Now I’m the one to roll my eyes. “No you can’t.”

“The time you told everyone in school that Revenna was a lesbian because she cut her hair short,” he starts, his gaze as cold as my body temperature. “Or the time you told everyone I worshipped the devil because of how I look.”

“Neither of those things were done by me,” I lamely attempt to defend myself. “Nina started the rumors.”

“I’m sure you were right there with her when she did.” He pauses with his lips pressed together, malicious intent written all over his face. “I mean, you are—were—her sidekick, right? So everything she did, you helped with.”

So many comebacks burn at the tip of my tongue, but I bite them back, knowing he’s right.

“Nina’s not a superhero, which means I couldn’t have been her sidekick,” I say instead. “But you’re probably right about the other stuff. I was a snobby, judgmental bitch back then.”

“You say that like you aren’t anymore.”

“I’m different now.”

“No, you dress differently now,” he corrects. “But giving yourself a rebellious makeover, to what I’m betting was to piss off Mommy and Daddy, doesn’t change you as a person. You’re still the same Remi who treats people like crap.”

Am I?

I mean, I am sort of a bitch to Nina, but I have my reasons for that. And besides, I stood up for Revenna in the bathroom … sort of. I could tell him that, but why do I even care? Why am I letting Thorn make me care? It’s annoying.
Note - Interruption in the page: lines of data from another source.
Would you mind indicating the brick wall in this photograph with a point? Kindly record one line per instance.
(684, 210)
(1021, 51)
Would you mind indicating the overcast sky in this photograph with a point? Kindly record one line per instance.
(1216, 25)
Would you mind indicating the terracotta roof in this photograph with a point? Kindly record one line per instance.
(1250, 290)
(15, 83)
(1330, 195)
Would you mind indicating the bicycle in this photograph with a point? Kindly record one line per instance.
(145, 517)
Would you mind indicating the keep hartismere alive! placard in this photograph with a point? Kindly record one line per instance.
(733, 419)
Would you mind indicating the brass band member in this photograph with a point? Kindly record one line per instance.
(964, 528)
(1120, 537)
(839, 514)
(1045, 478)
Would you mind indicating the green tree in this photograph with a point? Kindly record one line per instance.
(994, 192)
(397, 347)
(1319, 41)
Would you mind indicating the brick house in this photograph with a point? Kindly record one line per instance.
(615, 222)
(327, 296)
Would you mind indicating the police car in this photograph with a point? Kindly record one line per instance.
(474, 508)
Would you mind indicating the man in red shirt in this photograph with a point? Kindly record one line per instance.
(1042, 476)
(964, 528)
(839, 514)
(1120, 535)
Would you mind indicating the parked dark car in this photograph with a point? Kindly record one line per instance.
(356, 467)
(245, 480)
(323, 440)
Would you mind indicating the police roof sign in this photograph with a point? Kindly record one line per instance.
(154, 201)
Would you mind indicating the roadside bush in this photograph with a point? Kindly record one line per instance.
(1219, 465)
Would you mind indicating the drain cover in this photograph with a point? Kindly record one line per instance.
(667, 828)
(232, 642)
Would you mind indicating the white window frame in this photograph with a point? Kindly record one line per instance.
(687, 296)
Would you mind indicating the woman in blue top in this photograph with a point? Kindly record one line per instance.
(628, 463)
I’m about to throw back a witty and possibly slightly bitchy remark when the teacher interrupts me.

“Thorn and Remi, please stop talking, or I’m going to give you lunch detention,” he says, causing the entire class to turn and look at us.

Nina smirks at me when our eyes connect then reaches up and combs her fingers through Zane’s hair while giving him a kiss on the cheek. Zane gives her a strange, confused look then tracks her gaze to me. When our eyes lock, he frowns and swallows hard. In response, I pretend to be bored and yawn.

The truth is, though, that the idea of him possibly cheating on me with Nina is bugging the stupid souls out of me. It’s completely stupid that it is. Out of all the things that could bother me.

Zane looks away and focuses back on the teacher as he returns back to his lecture.

“And if you’re such a good person,” Thorn hisses underneath his breath, “then why can’t your ex-boyfriend and ex-best friend, the two most stuck-up people in this entire school, stand you?”

I want to tell him so many things, but what would be the point? Thorn hates me and has some fairly good reasons too. And I have bigger things to worry about, like getting through another day of high school hell and planning my next meal.